Różna jest też tematyka, bo większość twórców industrialnych odwołuje się do ezoteryzmu, okultyzmu, ujawnia mroczną naturę Mocy, przez co klimat większości wydawnictw industrialnych jest mroczny, ale nie niosący nadziei. W przypadku Pendereckiego też mamy mrok, ale niesie on nadzieję. No i odwołuje się oczywiście do chrześcijańskiej idei Zmartwychwstania. Więcej niż odwołuje się. To jest muzyka inspirowana prawosławną liturgią Wielkiej Soboty, podczas której opłakuje się śmierć Chrystusa oraz Jutrzni Paschalnej, nabożeństwa odprawianego w Wielkanoc, dla uczczenia zmartwychwstania Jezusa.
Również druga część utworu - Zmartwychwstanie - pozostaje w formie - jak np. w środkowej części ostatniego utworu na płycie pt. "Kanon Paschy, Fragmenty Śpiewów Poprzednich" - nieuporządkowanej, dysharmonicznej, prowadzonej wielokierunkowo i nie zmierzającej w stronę prostej melodyjności. Ta muzyka jest jak walec z naprzemiennymi fragmentami ciszy i uwznioślonego zgiełku oraz zawodzeń. Najbardziej jasnym fragmentem jest "Stichira", rozpoczynająca się od słów "Christos, Woskriesie!", czyli od zawołania radosnego, że Chrystus zmartwychwstał. Następnie łagodny chór wyraźnie uspokaja przez chwilę klimat. Jednak nie prowadzi to do przekształcenia utworu w "poezję śpiewaną". Za chwilę znowu wchodzą dysharmoniczne zaśpiewy chóralne, co potęguje z jednej strony wzniosłość chwili, z drugiej jakąś niewypowiedziane grozę sytuacji. Mimo radości, to nie jest koniec opowieści, ale dopiero początek. Tak jest też w chrześcijaństwie, które nie tylko jest religią miłości i współczucia, ale przede wszystkim sposobem na to jak przezwyciężyć śmierć. I "Jutrznia" jest właśnie o tym.
Jako profan, który nie ma odpowiednich narzędzi, by oceniać muzykę "klasyczną". Mogę jedynie pisać o własnych, bardzo subiektywnych odczuciach związanych ze słuchaniem takiej muzyki.
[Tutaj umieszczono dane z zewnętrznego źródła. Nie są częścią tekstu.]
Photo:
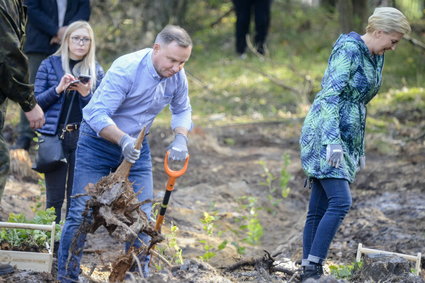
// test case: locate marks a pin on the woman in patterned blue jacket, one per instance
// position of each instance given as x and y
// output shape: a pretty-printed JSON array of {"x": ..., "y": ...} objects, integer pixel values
[
  {"x": 332, "y": 137},
  {"x": 54, "y": 92}
]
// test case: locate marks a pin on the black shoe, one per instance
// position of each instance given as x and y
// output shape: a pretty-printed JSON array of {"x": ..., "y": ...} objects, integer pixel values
[
  {"x": 313, "y": 271},
  {"x": 5, "y": 269},
  {"x": 22, "y": 143}
]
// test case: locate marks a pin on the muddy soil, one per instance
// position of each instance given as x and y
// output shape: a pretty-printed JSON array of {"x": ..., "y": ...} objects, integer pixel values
[{"x": 388, "y": 210}]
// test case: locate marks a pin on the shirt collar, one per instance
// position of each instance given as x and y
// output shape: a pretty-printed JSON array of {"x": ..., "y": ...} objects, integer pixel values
[{"x": 151, "y": 68}]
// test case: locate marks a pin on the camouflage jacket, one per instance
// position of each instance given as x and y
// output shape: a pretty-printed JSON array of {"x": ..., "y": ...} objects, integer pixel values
[{"x": 14, "y": 78}]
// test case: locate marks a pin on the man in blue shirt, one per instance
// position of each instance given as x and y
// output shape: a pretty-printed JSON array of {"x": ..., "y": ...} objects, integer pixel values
[{"x": 134, "y": 90}]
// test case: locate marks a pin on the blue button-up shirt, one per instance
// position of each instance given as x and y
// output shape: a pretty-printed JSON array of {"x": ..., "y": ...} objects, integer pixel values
[{"x": 132, "y": 94}]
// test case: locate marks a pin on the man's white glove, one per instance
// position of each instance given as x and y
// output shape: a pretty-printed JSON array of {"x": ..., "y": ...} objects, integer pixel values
[
  {"x": 334, "y": 154},
  {"x": 178, "y": 148},
  {"x": 127, "y": 147}
]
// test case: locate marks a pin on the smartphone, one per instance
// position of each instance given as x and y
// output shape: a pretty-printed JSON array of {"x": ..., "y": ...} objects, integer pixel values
[
  {"x": 84, "y": 78},
  {"x": 74, "y": 83}
]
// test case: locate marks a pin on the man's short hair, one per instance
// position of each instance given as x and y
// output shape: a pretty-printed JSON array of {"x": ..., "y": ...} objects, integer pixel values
[{"x": 174, "y": 33}]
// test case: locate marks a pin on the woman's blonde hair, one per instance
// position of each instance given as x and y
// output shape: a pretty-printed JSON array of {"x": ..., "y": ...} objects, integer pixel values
[
  {"x": 88, "y": 65},
  {"x": 388, "y": 19}
]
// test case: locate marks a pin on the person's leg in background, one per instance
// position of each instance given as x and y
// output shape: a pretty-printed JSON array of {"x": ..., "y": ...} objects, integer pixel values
[
  {"x": 262, "y": 22},
  {"x": 70, "y": 148},
  {"x": 4, "y": 151},
  {"x": 330, "y": 201},
  {"x": 25, "y": 133},
  {"x": 243, "y": 17}
]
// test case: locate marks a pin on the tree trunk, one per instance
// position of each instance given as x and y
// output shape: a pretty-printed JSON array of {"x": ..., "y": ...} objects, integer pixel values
[
  {"x": 361, "y": 13},
  {"x": 345, "y": 11}
]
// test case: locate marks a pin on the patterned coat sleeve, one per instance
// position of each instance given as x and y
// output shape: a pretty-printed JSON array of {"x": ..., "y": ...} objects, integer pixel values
[
  {"x": 334, "y": 82},
  {"x": 14, "y": 80}
]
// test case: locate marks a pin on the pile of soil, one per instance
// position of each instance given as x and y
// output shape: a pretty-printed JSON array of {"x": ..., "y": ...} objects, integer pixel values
[{"x": 388, "y": 210}]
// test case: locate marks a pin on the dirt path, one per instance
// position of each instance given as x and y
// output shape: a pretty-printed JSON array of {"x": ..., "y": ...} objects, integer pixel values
[{"x": 388, "y": 202}]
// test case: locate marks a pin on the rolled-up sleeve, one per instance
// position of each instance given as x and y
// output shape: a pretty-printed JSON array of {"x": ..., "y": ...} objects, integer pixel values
[
  {"x": 107, "y": 98},
  {"x": 180, "y": 107}
]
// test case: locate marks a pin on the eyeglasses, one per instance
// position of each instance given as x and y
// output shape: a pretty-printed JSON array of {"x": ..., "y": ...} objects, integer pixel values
[{"x": 78, "y": 40}]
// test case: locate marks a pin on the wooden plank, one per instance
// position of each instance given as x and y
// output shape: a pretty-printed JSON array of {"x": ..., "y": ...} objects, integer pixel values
[
  {"x": 39, "y": 262},
  {"x": 416, "y": 258},
  {"x": 26, "y": 226}
]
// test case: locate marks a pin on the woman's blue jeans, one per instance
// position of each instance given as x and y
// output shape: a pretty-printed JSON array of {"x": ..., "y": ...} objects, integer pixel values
[
  {"x": 96, "y": 158},
  {"x": 330, "y": 201}
]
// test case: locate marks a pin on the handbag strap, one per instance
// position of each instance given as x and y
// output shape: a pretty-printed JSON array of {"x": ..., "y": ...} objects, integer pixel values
[{"x": 62, "y": 135}]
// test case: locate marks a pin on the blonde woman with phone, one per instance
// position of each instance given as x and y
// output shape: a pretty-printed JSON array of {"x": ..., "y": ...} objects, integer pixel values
[{"x": 64, "y": 84}]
Swoim popkulturowym okiem, które, od czasu do czasu, próbuje spojrzeć również w stronę twórczości ambitniejszej - czy jest to awangardowa twórczość ze świata rocka, industrialu lub innego gatunku szeroko rozumianej muzyki "niepoważnej", również muzyki jazzowej i "klasycznej" - słyszę w tej, ale także innych kompozycjach twórców muzyki współczesnej, wiele punktów wspólnych z awangardą szeroko rozumianej muzyki rockowej i elektronicznej. Nie jest to zresztą jakieś nowe odkrycie. Jest przecież muzyka elektroakustyczna, która właśnie często łączy przedstawicieli obu światów.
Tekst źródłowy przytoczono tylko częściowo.